Unreliable research findings are widespread and can lead to poor health and poor spending choices, according to an article co-authored by Stephen Soumerai, Harvard Medical School professor of population medicine at Harvard Pilgrim Health Care Institute, published June 25 in the journal Preventing Chronic Disease. Though there are many reasons research misses the mark, faulty study design is often at the heart of unreliable research findings.
The article analyzes five case studies that show how some of the most common biases and flawed study designs impact research on health policies and interventions.
Each case is followed by examples of weak study designs that cannot control for bias, stronger designs that can, and the unintended clinical and policy consequences that may result from exaggerated reporting of positive findings from poorly designed studies.
Soumerai discussed the paper and the challenges of research design with Harvard Medicine News.
HMN: Why is study design so important in health care effectiveness research?
SS: Many studies of clinical treatments and health care policies do not really prove the cause-and-effect relationships that they claim.
All too often early studies of new treatments show dramatic positive health effects that diminish, disappear or even reverse direction as more rigorous studies are conducted.
These early findings also make great stories for journalists, since the exaggerated results make a compelling narrative about the power of innovations and reform to improve health.
The result: mistaken conclusions that often lead to wasteful, or harmful, public policies.
Our work, based on decades of research conducted by ourselves and others, examines the systemic errors in research design that have led to such mistakes, and offers some solutions on how to avoid them. We hope it will be useful to the public, policymakers, research trainees and journalists.
HMN: What kind of impact can bad study design have on health policy?
SS: The most credible systematic reviews commonly exclude from evidence 50 to 75 percent of published studies because they do not meet the basic research design standards required to yield trustworthy conclusions. In many such studies researchers need to statistically manipulate the data to “adjust for” irreconcilable differences between intervention and control groups. Yet it is these very differences that often create the reported but invalid effects of the health services or policies that were studied.
HMN: So, policymakers and journalists don’t use those same guidelines of reliability before they decide whether to discuss or act on research findings?
SS: The problem has become recognized as so widespread that there are even media websites dedicated to exposing these issues on a daily basis.
The flawed results of these sorts of experiments led to the premature adoption of unproven health information technologies, resulting in trillions of dollars in waste.
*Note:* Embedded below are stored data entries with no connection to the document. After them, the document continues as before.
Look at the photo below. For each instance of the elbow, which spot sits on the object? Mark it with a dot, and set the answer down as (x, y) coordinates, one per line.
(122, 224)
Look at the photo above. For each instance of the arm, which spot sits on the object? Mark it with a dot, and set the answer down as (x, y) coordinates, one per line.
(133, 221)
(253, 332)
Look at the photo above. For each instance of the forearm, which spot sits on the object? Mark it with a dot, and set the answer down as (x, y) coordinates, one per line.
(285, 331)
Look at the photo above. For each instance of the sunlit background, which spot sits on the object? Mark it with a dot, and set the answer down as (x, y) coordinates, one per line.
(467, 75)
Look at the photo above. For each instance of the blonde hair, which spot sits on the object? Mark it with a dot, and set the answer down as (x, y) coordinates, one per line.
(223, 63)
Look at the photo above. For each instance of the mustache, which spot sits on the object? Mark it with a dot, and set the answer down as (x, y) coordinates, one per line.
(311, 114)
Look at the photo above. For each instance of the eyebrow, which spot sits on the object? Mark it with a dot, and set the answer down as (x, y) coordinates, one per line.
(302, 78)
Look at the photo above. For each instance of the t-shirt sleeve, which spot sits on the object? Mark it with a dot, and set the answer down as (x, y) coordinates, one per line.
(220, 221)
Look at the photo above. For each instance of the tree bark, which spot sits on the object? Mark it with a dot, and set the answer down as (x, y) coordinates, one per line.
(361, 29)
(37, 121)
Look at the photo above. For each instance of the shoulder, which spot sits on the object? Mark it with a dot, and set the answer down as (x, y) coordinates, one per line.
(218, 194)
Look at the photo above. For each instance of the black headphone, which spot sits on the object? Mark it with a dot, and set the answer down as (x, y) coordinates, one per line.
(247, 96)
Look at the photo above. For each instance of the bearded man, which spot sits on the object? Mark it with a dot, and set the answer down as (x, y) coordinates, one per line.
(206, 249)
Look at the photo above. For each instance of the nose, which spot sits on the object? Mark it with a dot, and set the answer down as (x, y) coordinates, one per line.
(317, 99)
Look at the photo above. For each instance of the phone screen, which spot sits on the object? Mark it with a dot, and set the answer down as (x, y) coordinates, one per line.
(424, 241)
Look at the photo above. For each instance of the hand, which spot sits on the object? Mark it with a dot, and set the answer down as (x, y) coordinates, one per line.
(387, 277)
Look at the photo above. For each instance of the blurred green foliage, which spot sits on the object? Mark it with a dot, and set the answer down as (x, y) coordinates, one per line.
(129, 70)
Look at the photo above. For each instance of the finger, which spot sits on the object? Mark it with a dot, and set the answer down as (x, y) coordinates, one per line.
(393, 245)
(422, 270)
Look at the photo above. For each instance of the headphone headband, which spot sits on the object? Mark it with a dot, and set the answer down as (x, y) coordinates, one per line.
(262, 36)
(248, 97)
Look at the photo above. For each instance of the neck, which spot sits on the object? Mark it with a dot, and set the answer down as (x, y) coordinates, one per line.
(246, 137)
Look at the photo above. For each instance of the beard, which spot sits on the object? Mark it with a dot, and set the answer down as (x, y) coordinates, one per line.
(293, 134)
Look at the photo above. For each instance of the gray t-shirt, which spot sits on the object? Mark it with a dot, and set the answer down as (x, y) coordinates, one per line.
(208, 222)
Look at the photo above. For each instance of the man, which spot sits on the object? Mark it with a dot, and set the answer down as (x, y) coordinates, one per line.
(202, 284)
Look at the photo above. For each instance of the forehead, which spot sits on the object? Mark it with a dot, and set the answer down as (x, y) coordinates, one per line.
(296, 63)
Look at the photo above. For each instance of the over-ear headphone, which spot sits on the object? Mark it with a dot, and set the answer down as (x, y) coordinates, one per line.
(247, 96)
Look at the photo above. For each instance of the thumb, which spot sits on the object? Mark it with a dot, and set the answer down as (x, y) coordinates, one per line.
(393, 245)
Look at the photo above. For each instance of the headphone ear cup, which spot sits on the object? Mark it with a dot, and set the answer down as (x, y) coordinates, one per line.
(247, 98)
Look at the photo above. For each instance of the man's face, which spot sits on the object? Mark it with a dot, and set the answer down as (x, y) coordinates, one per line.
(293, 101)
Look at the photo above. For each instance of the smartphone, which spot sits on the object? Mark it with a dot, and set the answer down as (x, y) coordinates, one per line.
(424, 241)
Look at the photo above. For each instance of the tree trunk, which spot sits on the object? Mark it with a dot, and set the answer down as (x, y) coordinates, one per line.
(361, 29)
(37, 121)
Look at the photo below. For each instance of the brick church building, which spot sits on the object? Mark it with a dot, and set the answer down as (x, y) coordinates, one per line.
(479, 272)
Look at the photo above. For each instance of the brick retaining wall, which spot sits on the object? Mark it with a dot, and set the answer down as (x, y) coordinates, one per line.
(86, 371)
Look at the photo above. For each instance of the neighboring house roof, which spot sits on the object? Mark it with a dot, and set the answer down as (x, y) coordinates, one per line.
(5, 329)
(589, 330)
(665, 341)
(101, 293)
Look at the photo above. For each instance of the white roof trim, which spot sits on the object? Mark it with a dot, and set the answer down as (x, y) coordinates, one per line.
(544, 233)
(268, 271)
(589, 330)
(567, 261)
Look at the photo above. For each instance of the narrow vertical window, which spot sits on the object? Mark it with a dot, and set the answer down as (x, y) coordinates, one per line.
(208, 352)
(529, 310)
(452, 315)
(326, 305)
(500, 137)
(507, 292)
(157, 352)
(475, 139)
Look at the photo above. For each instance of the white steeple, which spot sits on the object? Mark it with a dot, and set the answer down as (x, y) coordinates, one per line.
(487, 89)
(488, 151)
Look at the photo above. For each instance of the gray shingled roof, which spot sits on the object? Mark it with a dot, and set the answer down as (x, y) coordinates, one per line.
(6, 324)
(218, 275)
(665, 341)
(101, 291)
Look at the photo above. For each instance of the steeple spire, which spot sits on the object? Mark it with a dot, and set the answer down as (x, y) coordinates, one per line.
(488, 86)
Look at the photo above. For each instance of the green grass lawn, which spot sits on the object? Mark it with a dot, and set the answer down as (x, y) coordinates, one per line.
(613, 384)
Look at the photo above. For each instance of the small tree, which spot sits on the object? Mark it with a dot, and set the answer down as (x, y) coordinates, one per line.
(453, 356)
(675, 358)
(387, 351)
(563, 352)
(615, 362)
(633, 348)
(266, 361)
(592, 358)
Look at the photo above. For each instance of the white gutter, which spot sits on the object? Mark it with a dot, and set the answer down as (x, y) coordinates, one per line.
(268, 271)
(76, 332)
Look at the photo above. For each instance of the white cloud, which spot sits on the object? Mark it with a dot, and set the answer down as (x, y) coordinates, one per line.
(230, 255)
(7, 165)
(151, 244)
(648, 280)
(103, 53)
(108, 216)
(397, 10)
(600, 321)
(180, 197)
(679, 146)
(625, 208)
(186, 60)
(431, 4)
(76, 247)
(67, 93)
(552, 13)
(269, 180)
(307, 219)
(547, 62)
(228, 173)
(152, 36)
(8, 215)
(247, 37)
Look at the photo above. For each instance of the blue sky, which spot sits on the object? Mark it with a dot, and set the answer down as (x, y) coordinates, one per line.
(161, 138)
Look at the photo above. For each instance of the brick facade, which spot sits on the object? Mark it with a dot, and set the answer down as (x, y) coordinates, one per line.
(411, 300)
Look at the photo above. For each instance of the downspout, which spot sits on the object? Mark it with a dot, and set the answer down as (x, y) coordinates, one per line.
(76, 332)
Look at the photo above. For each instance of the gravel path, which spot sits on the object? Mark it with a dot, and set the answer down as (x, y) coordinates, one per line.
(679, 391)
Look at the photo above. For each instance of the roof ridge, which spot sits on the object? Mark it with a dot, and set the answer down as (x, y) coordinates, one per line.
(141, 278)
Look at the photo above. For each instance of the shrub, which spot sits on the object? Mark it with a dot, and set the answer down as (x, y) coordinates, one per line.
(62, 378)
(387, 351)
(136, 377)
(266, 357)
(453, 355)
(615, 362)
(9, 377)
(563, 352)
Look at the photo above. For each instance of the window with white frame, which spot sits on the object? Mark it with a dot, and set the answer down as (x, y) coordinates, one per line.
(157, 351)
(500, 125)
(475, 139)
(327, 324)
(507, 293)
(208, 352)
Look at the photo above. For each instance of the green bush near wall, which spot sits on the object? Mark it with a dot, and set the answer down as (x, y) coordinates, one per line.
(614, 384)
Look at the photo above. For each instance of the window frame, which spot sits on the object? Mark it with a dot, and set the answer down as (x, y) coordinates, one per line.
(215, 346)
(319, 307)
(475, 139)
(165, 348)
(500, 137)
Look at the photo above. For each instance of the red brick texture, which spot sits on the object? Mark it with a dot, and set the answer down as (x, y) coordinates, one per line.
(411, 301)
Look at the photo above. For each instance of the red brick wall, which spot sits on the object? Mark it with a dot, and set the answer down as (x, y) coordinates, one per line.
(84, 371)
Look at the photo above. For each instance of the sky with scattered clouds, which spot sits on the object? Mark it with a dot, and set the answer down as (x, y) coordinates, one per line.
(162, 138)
Similarly, weak studies of popular hospital safety programs claiming to have saved hundreds of thousands of lives led to the widespread adoption of ineffective initiatives.
HMN: What’s another example?
SS: One example is the nationwide campaign to vaccinate all elderly people against influenza. Clearly, flu vaccines can sometimes prevent the symptoms of flu. But the nationwide campaign is based on the assumption that flu jabs would lower rates of mortality and hospitalizations in older people—those at highest risk of dying or being hospitalized during flu season.
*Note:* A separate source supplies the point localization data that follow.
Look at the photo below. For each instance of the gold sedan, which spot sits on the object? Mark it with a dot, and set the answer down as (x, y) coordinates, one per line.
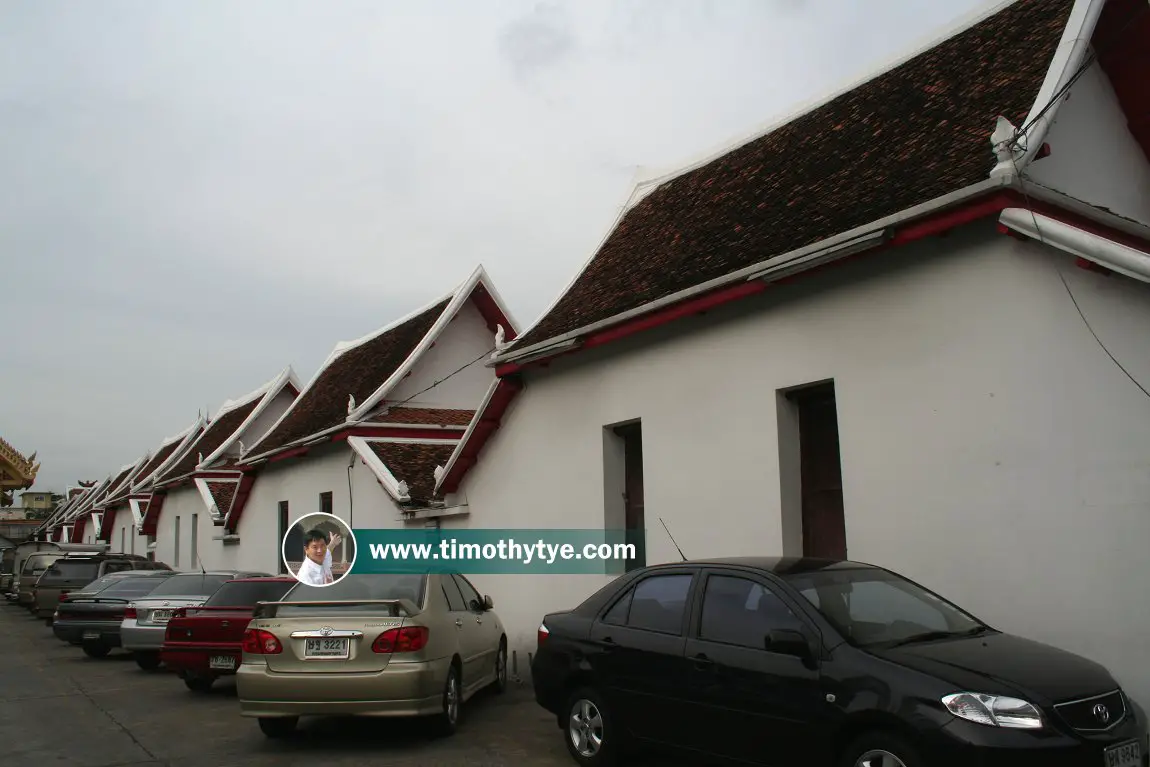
(370, 645)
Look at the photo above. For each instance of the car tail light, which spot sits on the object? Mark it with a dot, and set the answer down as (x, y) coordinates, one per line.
(259, 642)
(409, 638)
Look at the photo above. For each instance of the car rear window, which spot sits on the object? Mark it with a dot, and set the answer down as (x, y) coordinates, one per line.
(355, 587)
(191, 584)
(73, 569)
(130, 588)
(245, 593)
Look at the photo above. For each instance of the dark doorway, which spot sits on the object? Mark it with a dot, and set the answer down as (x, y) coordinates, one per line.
(294, 544)
(635, 521)
(823, 520)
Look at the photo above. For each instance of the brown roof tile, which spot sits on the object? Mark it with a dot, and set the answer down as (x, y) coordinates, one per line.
(222, 495)
(917, 132)
(442, 416)
(160, 457)
(358, 372)
(211, 439)
(413, 463)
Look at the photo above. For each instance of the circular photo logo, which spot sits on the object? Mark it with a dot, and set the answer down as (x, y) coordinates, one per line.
(319, 550)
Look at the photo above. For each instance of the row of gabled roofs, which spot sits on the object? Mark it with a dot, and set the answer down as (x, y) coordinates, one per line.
(346, 399)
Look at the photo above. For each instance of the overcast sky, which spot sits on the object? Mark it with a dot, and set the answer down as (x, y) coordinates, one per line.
(197, 193)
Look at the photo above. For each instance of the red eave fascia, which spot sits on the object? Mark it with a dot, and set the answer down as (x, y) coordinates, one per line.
(489, 422)
(152, 515)
(78, 529)
(932, 225)
(106, 522)
(239, 503)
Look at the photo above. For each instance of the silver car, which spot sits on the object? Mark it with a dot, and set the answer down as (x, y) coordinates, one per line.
(146, 620)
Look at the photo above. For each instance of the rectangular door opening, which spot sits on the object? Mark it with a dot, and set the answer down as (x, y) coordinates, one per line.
(823, 523)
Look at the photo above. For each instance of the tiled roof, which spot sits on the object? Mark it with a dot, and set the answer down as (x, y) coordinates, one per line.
(222, 495)
(162, 455)
(413, 463)
(214, 436)
(358, 372)
(911, 135)
(117, 481)
(441, 416)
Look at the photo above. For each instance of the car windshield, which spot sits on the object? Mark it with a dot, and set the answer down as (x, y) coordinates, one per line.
(245, 593)
(131, 588)
(873, 607)
(191, 584)
(67, 569)
(39, 564)
(354, 587)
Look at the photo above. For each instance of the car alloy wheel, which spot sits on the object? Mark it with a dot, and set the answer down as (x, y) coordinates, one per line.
(451, 699)
(585, 728)
(501, 668)
(879, 758)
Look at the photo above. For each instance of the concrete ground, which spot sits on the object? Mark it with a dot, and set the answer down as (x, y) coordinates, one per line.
(60, 707)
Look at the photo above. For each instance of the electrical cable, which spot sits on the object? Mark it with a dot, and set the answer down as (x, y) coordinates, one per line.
(1089, 62)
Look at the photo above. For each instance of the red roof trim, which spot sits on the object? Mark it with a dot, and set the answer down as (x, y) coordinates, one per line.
(927, 227)
(152, 515)
(488, 423)
(107, 522)
(78, 529)
(239, 503)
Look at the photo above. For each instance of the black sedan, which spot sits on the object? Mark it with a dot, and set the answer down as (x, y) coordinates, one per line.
(91, 618)
(799, 661)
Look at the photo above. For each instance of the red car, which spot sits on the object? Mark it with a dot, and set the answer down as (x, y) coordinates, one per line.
(202, 643)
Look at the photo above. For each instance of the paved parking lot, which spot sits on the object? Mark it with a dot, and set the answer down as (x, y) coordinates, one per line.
(60, 707)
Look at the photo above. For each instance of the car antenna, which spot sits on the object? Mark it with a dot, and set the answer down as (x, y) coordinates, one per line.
(673, 539)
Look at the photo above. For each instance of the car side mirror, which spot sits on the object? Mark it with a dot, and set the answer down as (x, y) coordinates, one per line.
(789, 642)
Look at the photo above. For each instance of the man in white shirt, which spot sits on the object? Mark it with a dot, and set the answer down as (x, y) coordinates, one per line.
(316, 566)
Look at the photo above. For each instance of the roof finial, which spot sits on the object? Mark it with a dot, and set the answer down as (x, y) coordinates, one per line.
(500, 335)
(1009, 145)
Poorly designed studies compared healthy users of flu vaccines with unhealthy non-users—people who were already too sick to get the shot—and attributed the differences in mortality to the vaccines, instead of the patients’ pre-existing health status.
Just imagine comparing two people of the same age—one eats well, exercises regularly, takes all of her meds as prescribed, has health insurance and regularly sees a physician; the other is overweight, sedentary, doesn't like pills, has partial insurance coverage and obtains most care from urgent care clinics or in a hospital emergency department. The first patient gets vaccinated every year, the latter does not. Is it a surprise that the first patient is less likely to die or be hospitalized during the cold winter months?
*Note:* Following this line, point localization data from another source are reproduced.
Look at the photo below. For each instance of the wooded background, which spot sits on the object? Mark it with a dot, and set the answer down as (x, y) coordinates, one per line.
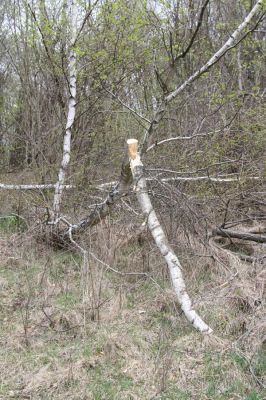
(187, 79)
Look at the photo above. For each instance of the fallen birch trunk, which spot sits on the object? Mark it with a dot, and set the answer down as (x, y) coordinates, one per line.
(161, 240)
(71, 113)
(32, 186)
(107, 185)
(233, 41)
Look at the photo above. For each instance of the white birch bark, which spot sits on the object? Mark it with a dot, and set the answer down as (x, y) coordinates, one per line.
(160, 239)
(71, 112)
(112, 184)
(234, 39)
(240, 71)
(32, 186)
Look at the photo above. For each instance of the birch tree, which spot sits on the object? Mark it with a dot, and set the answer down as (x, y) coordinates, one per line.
(173, 263)
(72, 89)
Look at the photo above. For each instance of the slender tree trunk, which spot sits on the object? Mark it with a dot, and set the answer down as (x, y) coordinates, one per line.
(70, 115)
(234, 39)
(161, 240)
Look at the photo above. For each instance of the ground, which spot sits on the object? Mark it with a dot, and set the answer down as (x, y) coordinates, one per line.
(95, 334)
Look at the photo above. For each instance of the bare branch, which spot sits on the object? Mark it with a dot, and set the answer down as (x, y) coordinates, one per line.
(236, 37)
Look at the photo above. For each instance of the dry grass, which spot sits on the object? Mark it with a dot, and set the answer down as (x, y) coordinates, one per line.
(128, 339)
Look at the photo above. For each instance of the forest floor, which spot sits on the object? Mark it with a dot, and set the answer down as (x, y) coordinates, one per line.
(73, 333)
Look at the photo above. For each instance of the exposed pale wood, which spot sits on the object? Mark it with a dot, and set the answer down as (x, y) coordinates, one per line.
(160, 239)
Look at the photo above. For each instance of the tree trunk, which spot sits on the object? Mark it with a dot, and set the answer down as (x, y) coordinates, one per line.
(161, 240)
(70, 116)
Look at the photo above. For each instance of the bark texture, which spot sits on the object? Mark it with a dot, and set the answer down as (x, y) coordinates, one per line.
(234, 39)
(253, 237)
(161, 240)
(70, 115)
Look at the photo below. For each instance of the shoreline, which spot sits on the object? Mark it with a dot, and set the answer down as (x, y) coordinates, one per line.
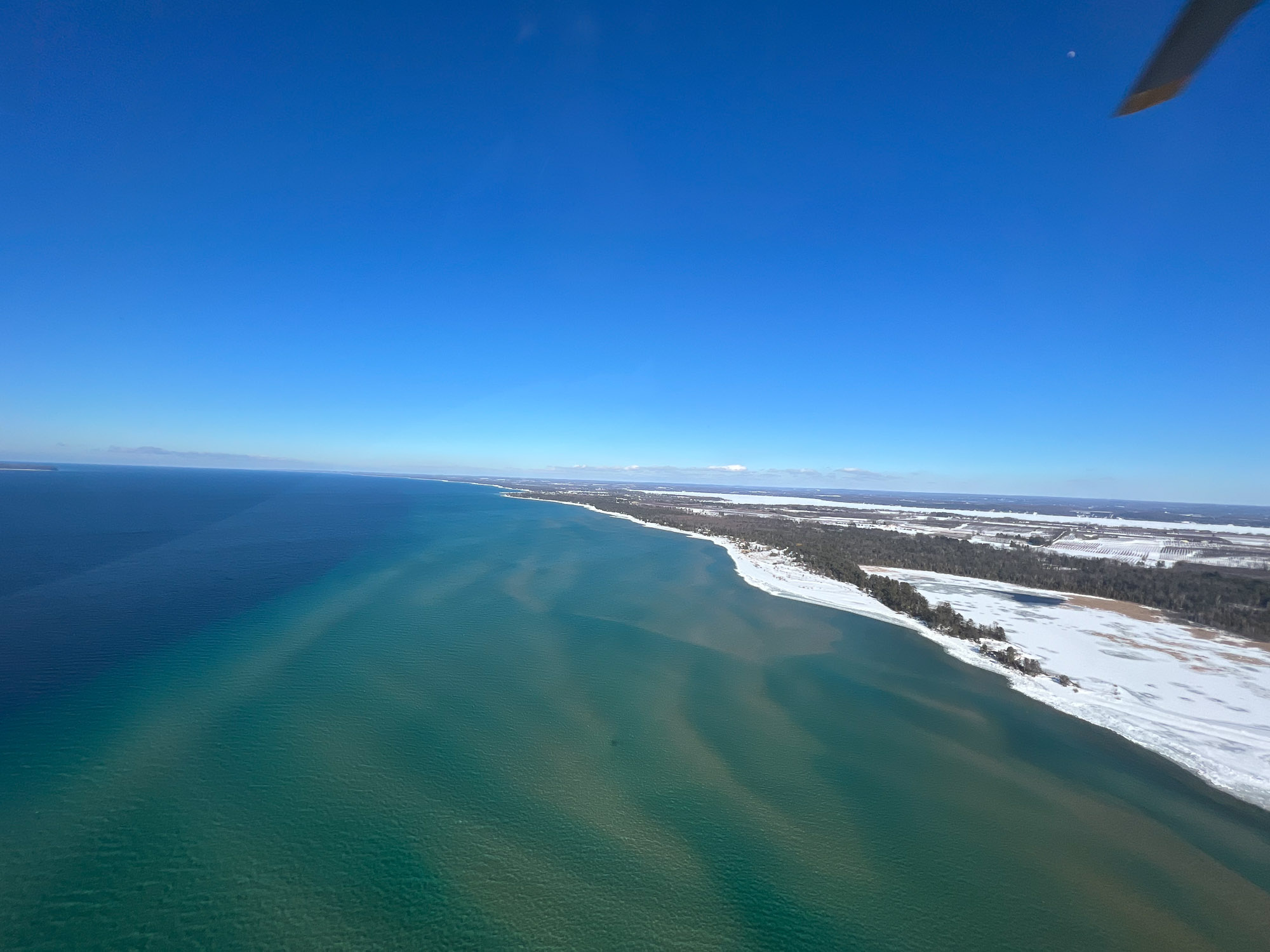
(1230, 756)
Indeed, a strong longitudinal study showed that the fourfold increase in flu jabs in U.S. elderly over the last few decades has had no effect on lowering mortality.
Even more convincing, a series of clever “replications” of the flawed flu studies found the same “lowered mortality” after flu season, when a vaccine couldn’t possibly affect death rates because there wasn’t anyone in the population dying of the flu!
HMN: So what’s the solution?
SS: I coauthored the article with Douglas Starr, a journalist and co-director of the graduate program in science and medical journalism at Boston University, and Sumit Majumdar, a physician and professor of medicine and endowed chair in patient health management at the University of Alberta, Canada.
I think it was important to collaborate with a journalist because this is not a problem that scientists can solve by themselves, and more important, I wanted to ensure that our messages were conveyed in a way that all readers could take away what really mattered.
Researchers, reporters and the editors of journals all have a role to play in getting research design right. Sometimes putting the evidence first means skipping the sexy headline or rejecting a study that supports a popular program with weak evidence.